Airbus aimed to tally 25 new orders in 2013 for its largest aircraft, the A380. But after one high-profile cancellation, Airbus now has three fewer orders than at the beginning of the year. Could this be the beginning of a trend?

The A380 has been selling slowly for some time, which Airbus has attributed to the sluggish world economy. While that is certainly a factor, Lufthansa's decision to reduce its firm orders to 14 from 17 raises more questions.

The airline's move is part of its long-term planning process, which aims for 3% annual growth. The carrier also placed orders for 25 Airbus A350-900s and 34 Boeing 777-9Xs. Lufthansa's senior vice president for corporate fleets, Nico Buchholz, says the original order for the A380 was placed more than 10 years ago and has just now been adapted. The airline concludes that it needs fewer aircraft in the very large segment than originally envisaged.

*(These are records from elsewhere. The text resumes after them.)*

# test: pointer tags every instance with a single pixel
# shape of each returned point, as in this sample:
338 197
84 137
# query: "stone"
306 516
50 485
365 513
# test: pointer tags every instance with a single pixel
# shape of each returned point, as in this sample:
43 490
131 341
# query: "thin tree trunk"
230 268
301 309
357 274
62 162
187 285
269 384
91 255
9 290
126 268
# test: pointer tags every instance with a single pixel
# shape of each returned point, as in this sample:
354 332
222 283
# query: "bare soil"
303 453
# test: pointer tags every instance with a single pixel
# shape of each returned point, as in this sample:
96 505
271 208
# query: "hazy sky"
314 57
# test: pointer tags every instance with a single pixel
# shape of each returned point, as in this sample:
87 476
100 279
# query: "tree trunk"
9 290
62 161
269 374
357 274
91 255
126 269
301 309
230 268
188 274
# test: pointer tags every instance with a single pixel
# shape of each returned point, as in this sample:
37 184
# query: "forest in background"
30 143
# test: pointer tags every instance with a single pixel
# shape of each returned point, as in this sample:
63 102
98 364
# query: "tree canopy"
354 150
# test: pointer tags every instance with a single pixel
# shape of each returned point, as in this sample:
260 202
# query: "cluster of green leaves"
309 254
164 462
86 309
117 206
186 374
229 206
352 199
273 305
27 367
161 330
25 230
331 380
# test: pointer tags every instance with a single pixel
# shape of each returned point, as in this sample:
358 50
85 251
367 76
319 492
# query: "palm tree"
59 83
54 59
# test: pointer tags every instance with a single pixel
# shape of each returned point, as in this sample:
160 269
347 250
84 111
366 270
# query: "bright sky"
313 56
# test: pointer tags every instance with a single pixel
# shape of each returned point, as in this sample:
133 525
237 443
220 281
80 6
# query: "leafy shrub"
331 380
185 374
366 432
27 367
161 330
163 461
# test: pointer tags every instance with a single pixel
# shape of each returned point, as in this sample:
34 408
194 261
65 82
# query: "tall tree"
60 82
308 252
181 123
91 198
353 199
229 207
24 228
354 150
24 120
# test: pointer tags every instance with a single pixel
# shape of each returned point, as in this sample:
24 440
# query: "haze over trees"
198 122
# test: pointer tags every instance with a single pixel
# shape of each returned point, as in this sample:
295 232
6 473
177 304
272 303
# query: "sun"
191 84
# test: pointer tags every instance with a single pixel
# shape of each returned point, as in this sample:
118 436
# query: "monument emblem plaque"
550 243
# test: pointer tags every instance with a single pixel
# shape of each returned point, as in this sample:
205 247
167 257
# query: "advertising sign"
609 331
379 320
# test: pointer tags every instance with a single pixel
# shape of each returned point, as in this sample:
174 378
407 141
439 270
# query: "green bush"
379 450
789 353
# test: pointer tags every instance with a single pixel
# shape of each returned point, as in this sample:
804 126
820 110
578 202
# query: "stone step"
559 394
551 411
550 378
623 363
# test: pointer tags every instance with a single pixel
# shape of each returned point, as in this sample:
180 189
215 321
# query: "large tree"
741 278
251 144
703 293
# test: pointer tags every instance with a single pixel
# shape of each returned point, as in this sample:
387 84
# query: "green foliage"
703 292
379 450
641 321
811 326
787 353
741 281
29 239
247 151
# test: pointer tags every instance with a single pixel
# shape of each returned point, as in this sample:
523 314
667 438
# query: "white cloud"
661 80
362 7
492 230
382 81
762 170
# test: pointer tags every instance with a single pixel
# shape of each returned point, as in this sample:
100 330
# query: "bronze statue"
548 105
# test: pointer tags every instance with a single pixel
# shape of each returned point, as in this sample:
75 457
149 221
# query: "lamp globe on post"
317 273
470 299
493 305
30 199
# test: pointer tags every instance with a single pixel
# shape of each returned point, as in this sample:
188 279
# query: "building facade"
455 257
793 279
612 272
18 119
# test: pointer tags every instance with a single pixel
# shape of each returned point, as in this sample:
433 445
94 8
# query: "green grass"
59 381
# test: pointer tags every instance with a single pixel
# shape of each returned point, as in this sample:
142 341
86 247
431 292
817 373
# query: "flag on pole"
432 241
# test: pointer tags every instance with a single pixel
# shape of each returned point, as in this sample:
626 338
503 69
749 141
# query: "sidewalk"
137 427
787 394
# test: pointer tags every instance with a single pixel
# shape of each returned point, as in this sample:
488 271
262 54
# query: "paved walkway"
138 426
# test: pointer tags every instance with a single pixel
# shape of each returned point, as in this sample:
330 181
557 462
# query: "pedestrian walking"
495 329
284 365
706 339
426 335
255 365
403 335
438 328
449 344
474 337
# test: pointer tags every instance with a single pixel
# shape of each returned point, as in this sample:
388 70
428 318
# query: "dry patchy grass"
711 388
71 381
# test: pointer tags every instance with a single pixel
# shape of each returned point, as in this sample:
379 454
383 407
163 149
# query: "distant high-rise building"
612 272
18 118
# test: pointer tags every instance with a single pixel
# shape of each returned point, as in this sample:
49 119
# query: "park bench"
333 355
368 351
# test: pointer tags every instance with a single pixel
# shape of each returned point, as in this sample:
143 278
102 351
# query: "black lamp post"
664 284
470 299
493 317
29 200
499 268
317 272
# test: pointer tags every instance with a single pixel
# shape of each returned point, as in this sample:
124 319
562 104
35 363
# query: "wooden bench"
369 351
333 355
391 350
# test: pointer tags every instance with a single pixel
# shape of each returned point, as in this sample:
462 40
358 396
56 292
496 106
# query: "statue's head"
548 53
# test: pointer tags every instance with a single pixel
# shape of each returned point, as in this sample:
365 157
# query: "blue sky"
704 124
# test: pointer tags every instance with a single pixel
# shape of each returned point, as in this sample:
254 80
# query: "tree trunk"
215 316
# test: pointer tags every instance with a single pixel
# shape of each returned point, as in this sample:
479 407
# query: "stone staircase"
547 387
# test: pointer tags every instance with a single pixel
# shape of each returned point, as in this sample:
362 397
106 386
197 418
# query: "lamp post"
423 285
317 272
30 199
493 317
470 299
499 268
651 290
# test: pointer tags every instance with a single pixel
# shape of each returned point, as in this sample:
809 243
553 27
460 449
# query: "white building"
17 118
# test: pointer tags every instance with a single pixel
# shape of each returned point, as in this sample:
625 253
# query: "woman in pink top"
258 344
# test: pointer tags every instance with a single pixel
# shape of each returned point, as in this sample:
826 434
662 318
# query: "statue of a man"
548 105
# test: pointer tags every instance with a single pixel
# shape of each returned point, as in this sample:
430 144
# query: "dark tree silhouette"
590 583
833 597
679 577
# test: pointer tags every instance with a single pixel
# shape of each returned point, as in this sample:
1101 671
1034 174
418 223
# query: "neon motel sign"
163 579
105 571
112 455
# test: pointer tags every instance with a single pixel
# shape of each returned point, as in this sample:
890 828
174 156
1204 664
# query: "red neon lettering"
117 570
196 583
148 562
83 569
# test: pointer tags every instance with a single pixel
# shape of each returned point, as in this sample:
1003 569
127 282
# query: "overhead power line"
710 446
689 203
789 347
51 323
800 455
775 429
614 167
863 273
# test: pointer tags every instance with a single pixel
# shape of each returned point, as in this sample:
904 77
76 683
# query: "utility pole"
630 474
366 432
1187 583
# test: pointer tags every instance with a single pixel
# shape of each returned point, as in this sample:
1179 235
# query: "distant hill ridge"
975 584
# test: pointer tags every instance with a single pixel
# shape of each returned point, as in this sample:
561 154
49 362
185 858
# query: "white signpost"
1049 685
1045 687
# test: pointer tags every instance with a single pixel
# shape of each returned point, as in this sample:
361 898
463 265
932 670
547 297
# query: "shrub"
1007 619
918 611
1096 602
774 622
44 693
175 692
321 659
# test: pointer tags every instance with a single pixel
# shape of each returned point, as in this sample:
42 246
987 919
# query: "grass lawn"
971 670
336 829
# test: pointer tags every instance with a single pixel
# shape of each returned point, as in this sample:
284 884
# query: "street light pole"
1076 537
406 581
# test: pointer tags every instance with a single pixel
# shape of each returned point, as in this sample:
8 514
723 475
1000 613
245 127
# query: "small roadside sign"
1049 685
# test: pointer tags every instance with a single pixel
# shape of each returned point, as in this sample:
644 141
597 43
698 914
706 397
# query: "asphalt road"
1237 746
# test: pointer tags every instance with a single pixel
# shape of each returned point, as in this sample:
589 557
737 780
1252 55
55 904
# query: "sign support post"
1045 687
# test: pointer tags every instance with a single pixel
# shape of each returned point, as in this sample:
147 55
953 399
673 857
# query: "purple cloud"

Lufthansa is still one of the largest operators in the segment, with orders for 14 A380s and 747-8s and a current in-service fleet of 23 747-400s, which will be replaced over time. In addition, Buchholz points out that there will always be routes such as Frankfurt-Johannesburg that are too big to be flown with smaller jets.

However, the major shift toward larger jets long predicted by Airbus has not happened yet. And the manufacturer is making the move tougher for airlines by offering highly efficient twin jets. Chief operating officer for customers, John Leahy, says airlines would have to install 550-560 seats in an A380 for the aircraft to match the unit costs of the A350-1000 that will enter the market in 2017. In other words, essentially all current operators are flying the aircraft in configurations that are much less attractive in terms of unit costs.

Leahy characterizes the Lufthansa decision as a “flavour du jour.” “Let's see what the market is like in one or two years,” he says. While Airbus is talking to several airlines about firming up positions for the A380 before year-end, it has not received a single firm order for the type this year, according to Leahy.

Doric Asset Finance signed up for 20 A380s at the Paris air show in June, and although that has not been turned into an actual order, Leahy says there is a chance the deal can be completed in 2013. He does not see Airbus competing for A380 placements with Doric, which is the only lessor with a commitment for the aircraft.

Aside from the Lufthansa reduction, several more of the 259 firm orders for the A380 are looking shaky. Leahy says “it is publicly known” that Virgin Atlantic's order for six A380s includes cancellation rights, and the airline has indicated many times that it is unlikely to take the aircraft. He also indicates that Hong Kong Airlines, with 10 A380s on order, might “convert” its commitment to “other products.” Kingfisher Airlines is still listed with five orders, although it stopped flying in 2012.

And there are serious doubts that Air Austral will take its two A380s that were intended to fly between Paris and the French overseas departments in a very high-density configuration. Air France has delayed some of its A380 deliveries as it continues its restructuring program and cuts back on capital expenditures.

Airbus still has “a couple of slots” open for the A380 in 2015, but those can only be taken by airlines that already operate the type. The Lufthansa cancellation affects production slots beyond 2015, thus it does not worsen Airbus's short-term manufacturing problem. But if the aircraft maker does not find airlines to take those slots soon, it will have to cut back on production.